Editorial

The number of regular irreducible fractions $p / n$ (with denominator $n$ ) is equal to the number of positive integers $p$ such that $p < n$ and $p$ is coprime with $n$ . The count of such numbers $p$ equals the Euler function $φ (n)$ .

Example

For $n = 12$ we have $φ (12) = 4$ regular irreducible fractions:

\frac{1}{12}, \frac{5}{12}, \frac{7}{12}, \frac{11}{12}

Algorithm realization

The euler function computes the value of $φ (n)$ .

int euler(int n)
{
  int i, result = n;
  for (i = 2; i * i <= n; i++)
  {
    if (n % i == 0) result -= result / i;
    while (n % i == 0) n /= i;
  }
  if (n > 1) result -= result / n;
  return result;
}

The main part of the program.

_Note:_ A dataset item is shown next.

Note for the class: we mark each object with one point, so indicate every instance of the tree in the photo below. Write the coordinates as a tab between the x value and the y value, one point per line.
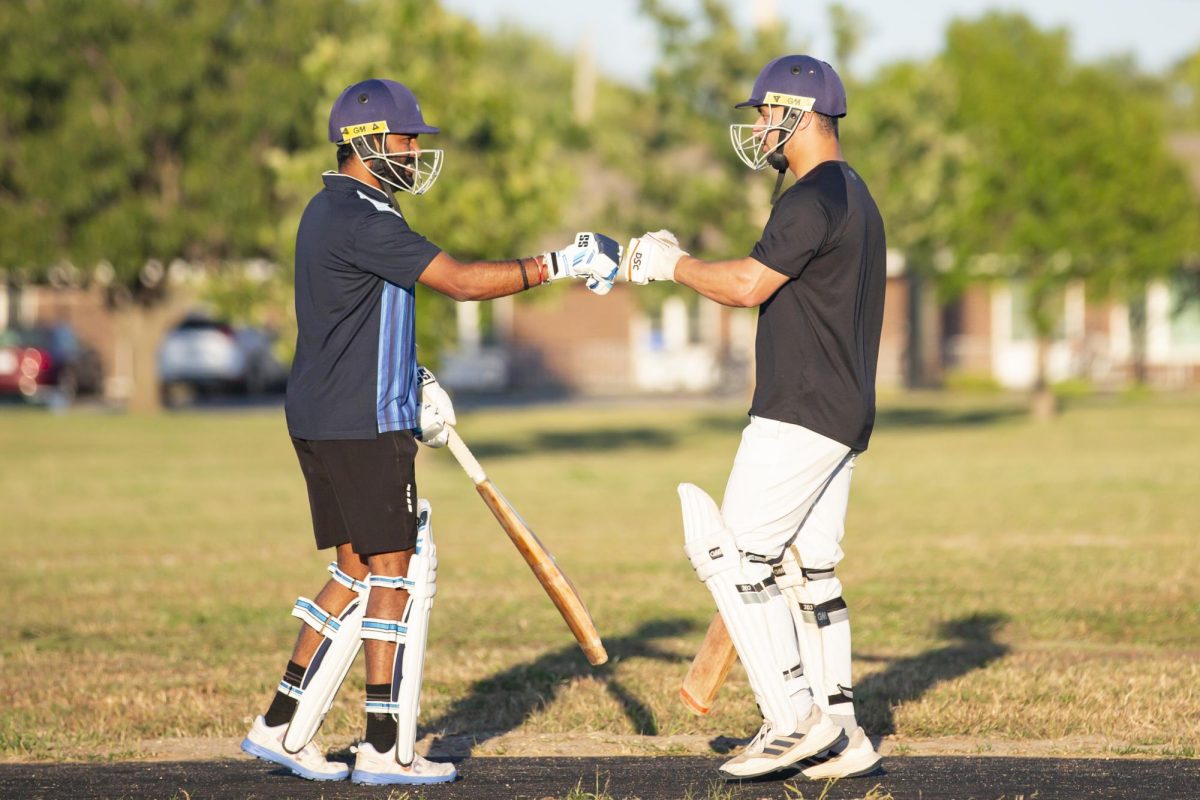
507	172
136	132
1073	181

Read the input value of $n$ and print $φ (n)$ .

while(scanf("%d",&n),n)
  printf("%d\n",euler(n));

Java realization

import java.util.Scanner;

public class Main
{
  static int euler(int n)
  {
    int result = n;
    for(int i = 2; i * i <= n;i++)
    {
      if (n % i == 0) result -= result / i;
      while (n % i == 0) n /= i;
    }
    if (n > 1) result -= result / n;
    return result;
  }
    
  public static void main(String[] args)
  {
    Scanner con = new Scanner(System.in);
    while(con.hasNext())
    {
      int n = con.nextInt();
      if (n == 0) break;
      System.out.println(euler(n));
    }
    con.close();
  }
}

Python realization

import math

The euler function computes the value of $φ (n)$ .

def euler(n):
  result = n
  i = 2
  while i <= math.isqrt(n):
    if n % i == 0:
      result -= result // i
      while n % i == 0: n //= i
    i += 1
  if n > 1: result -= result // n
  return result

The main part of the program. Read the input value of $n$ and print $φ (n)$ .

while True:
  n = int(input())
  if n == 0: break
  print(euler(n))